PPF compensation must amount to 50% of benefits, ECJ rules

Written by Theo Andrew
06/09/18

The Pensions Protection Fund (PPF) must pay at least 50 per cent of members pensions entitlement to individuals whose employers have fallen into the fund, the European Court of Justice (ECJ) has judged.

In a ruling delivered today, 6 September, the ECJ said that it was not right for employees to receive less that 50 per cent of their accrued pension savings in the event its employer became insolvent.

Currently, employees who have not yet reached pension age are entitled to up to 90 per cent of their accrued benefits, but are not offered inflationary increases, for this to fall below 50 percent would be illegal, the ECJ has ruled.

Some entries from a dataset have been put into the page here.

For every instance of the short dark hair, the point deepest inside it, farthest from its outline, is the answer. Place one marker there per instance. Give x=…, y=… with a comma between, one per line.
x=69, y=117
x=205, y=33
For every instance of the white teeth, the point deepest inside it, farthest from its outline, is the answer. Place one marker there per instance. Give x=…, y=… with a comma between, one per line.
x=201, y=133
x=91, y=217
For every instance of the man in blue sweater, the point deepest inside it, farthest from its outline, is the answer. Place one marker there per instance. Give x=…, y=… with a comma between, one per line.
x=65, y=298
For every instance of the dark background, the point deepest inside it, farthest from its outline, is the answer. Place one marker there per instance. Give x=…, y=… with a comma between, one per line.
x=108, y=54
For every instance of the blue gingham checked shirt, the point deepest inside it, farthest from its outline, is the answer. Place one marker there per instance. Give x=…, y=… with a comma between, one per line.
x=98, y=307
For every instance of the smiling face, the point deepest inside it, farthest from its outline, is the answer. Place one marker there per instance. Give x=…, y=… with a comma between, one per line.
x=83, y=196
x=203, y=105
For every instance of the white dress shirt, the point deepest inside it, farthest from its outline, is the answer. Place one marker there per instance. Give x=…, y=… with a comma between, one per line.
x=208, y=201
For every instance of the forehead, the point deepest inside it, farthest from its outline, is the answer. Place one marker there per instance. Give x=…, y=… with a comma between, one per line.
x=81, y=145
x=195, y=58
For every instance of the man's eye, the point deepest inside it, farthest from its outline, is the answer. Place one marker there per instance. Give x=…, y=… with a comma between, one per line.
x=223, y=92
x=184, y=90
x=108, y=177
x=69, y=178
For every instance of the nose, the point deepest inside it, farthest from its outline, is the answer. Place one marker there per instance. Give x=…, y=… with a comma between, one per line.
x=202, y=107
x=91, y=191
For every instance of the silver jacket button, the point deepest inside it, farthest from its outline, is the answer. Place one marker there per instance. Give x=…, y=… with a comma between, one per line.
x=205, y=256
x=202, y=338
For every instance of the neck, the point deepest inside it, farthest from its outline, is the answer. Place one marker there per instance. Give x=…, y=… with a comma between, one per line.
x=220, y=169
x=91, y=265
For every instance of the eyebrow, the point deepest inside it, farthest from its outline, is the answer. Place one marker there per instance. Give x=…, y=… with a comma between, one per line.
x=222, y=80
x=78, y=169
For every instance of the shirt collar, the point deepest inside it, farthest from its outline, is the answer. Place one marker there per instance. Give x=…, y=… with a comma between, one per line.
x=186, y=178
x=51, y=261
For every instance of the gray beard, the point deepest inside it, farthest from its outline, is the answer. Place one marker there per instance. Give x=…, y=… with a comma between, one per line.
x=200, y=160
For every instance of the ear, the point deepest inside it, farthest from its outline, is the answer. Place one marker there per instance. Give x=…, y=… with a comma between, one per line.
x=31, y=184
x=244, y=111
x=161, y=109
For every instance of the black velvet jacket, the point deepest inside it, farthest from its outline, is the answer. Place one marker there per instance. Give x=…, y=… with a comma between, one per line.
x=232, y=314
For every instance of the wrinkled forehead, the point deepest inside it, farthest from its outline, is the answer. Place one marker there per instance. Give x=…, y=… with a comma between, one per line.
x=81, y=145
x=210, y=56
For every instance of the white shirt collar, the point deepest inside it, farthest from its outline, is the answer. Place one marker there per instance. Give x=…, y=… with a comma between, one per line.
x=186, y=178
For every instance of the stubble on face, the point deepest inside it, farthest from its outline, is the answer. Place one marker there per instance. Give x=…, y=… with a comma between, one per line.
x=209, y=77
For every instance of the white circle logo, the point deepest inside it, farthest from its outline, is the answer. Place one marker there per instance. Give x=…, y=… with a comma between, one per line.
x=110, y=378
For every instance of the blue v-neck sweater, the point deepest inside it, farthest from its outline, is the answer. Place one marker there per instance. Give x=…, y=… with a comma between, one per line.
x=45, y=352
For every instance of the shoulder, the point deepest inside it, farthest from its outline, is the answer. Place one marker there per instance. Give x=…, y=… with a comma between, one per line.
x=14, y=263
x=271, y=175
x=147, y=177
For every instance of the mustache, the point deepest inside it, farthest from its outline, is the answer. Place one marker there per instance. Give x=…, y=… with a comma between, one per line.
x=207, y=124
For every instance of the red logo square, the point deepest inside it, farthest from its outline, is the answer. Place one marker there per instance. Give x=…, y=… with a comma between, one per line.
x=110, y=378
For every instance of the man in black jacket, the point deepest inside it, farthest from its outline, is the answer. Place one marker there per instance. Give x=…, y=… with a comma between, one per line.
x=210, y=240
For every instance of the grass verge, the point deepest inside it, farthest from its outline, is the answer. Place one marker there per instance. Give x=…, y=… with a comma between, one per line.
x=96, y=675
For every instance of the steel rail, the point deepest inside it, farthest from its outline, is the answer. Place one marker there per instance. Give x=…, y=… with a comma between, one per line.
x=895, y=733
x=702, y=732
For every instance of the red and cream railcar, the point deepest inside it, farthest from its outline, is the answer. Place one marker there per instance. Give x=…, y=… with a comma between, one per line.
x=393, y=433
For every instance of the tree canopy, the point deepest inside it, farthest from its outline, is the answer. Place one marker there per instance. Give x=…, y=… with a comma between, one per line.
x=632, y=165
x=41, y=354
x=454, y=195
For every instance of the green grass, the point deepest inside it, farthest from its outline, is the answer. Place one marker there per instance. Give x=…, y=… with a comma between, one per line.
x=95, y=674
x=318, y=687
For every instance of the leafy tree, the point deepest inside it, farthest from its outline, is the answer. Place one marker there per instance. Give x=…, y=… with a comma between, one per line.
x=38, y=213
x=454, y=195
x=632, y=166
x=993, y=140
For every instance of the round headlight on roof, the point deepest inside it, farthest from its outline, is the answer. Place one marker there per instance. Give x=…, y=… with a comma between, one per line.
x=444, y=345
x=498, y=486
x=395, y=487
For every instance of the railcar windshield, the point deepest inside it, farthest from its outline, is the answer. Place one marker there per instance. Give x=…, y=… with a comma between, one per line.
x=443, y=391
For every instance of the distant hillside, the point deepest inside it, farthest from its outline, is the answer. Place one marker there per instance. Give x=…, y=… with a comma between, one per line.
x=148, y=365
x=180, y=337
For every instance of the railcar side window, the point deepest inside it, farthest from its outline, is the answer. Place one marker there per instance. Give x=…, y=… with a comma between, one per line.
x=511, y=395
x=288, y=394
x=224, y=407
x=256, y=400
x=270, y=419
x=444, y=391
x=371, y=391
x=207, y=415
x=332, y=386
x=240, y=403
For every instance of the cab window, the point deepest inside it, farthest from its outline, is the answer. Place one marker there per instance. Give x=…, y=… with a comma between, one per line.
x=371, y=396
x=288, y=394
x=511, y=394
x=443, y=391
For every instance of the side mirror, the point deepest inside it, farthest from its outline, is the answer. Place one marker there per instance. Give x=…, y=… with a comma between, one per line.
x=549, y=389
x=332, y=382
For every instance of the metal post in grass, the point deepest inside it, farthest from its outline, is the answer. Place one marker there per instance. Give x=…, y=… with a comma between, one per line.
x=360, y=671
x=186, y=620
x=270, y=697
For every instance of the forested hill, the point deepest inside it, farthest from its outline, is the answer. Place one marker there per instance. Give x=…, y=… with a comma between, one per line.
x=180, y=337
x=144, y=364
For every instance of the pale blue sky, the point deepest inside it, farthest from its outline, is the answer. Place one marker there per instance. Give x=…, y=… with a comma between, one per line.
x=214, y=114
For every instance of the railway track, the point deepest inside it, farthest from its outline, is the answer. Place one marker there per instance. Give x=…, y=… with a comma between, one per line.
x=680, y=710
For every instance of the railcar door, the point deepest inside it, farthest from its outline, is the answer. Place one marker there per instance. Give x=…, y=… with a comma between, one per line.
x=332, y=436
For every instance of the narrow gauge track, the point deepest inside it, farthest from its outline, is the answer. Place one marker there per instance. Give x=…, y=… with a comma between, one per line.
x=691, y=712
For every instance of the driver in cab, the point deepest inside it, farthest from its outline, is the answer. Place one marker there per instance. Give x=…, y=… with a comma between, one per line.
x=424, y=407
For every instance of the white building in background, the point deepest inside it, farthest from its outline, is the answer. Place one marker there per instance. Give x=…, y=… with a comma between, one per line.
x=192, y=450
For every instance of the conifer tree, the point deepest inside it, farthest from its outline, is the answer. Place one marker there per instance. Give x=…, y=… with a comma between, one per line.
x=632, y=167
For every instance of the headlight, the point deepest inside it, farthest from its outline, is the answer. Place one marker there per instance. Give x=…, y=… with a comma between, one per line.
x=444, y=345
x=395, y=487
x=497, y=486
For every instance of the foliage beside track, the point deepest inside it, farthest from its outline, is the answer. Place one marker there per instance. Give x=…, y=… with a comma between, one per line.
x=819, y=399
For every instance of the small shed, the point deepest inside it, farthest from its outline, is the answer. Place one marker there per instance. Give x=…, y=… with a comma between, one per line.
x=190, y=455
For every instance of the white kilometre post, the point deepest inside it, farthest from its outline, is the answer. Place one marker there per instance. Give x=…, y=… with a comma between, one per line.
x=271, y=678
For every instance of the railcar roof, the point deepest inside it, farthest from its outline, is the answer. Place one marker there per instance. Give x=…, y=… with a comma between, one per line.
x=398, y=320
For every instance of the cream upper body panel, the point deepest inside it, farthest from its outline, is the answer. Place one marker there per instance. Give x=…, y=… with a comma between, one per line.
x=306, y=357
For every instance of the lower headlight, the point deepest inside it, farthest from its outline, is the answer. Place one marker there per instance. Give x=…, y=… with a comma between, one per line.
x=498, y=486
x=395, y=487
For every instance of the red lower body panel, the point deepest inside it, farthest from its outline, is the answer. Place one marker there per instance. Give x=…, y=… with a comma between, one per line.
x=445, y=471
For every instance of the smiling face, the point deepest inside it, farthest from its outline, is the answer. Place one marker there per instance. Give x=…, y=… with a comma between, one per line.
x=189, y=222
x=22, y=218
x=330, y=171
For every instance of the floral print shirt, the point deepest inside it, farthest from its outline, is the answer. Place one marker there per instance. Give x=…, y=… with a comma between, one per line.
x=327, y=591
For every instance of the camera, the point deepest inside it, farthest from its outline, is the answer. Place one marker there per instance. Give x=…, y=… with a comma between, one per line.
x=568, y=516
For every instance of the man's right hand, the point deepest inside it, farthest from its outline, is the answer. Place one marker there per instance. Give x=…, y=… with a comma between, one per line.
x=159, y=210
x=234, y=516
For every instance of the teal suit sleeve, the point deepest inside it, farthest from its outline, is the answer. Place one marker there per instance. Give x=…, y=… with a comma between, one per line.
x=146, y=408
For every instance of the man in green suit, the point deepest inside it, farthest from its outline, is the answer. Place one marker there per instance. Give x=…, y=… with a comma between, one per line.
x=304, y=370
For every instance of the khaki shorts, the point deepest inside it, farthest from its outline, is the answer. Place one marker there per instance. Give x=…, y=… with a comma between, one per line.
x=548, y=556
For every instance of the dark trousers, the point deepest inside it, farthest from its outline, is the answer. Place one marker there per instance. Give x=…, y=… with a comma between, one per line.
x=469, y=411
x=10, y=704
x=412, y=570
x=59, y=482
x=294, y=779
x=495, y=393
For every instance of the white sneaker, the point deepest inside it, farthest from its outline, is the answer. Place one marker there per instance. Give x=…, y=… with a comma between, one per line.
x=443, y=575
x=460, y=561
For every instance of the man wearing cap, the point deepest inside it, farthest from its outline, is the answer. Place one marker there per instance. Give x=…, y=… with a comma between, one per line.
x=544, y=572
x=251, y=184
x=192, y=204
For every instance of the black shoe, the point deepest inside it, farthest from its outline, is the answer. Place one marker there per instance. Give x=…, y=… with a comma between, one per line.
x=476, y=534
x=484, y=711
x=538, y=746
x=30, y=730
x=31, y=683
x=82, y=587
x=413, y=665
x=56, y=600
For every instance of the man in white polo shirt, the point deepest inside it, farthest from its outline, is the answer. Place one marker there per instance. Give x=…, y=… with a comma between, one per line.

Commenting on the ruling, a PPF spokesperson said: “We note the judgment of the Court of Justice of the European Union today and are considering it.
 
“We have already been in discussions with the Department for Work and Pensions about what changes to PPF compensation and FAS assistance will now be required.
 
“We will work to implement the judgment as quickly as possible but first need to consider the judgment further to understand what action we can take prior to legislative change and the conclusion of the UK court proceedings.
 
“Members can be reassured that we will update them further as soon as we are able.”

The PPF aded that is expects the ruling to increase its liabilities by 1 per cent. It is currently 122.8 per cent funded and has a surplus of £6.7bn.

Grenville Hampshire initially brought the case to the Court of Appeal in July 2016, claiming that his pension was cut by 67 per cent when his company scheme was transferred into the PPF.

As a result, the ECJ advocate general noted that the cap and lack of indexation suggests that thousands of people in the PPF could be receiving compensation that is too low.

Royal London director of policy, Steve Webb, said: “Given that Pension PPF has spoken about what to do with its surplus funds a priority must be given to address the position of people such as Mr. Hampshire who could find themselves receiving less than half their pension due to the limited nature of the PPF.”

Law firm Clyde & Co head of pensions, Mark Howard, said the ruling would effect close to 1,200 individuals, who would be compensated for their “significant underpayment of benefits”.

"The most significant part might be the decision that the valuation of members' benefits should take full account of the increases they would have earned from the scheme – rather than increases earned after 1997,” he added.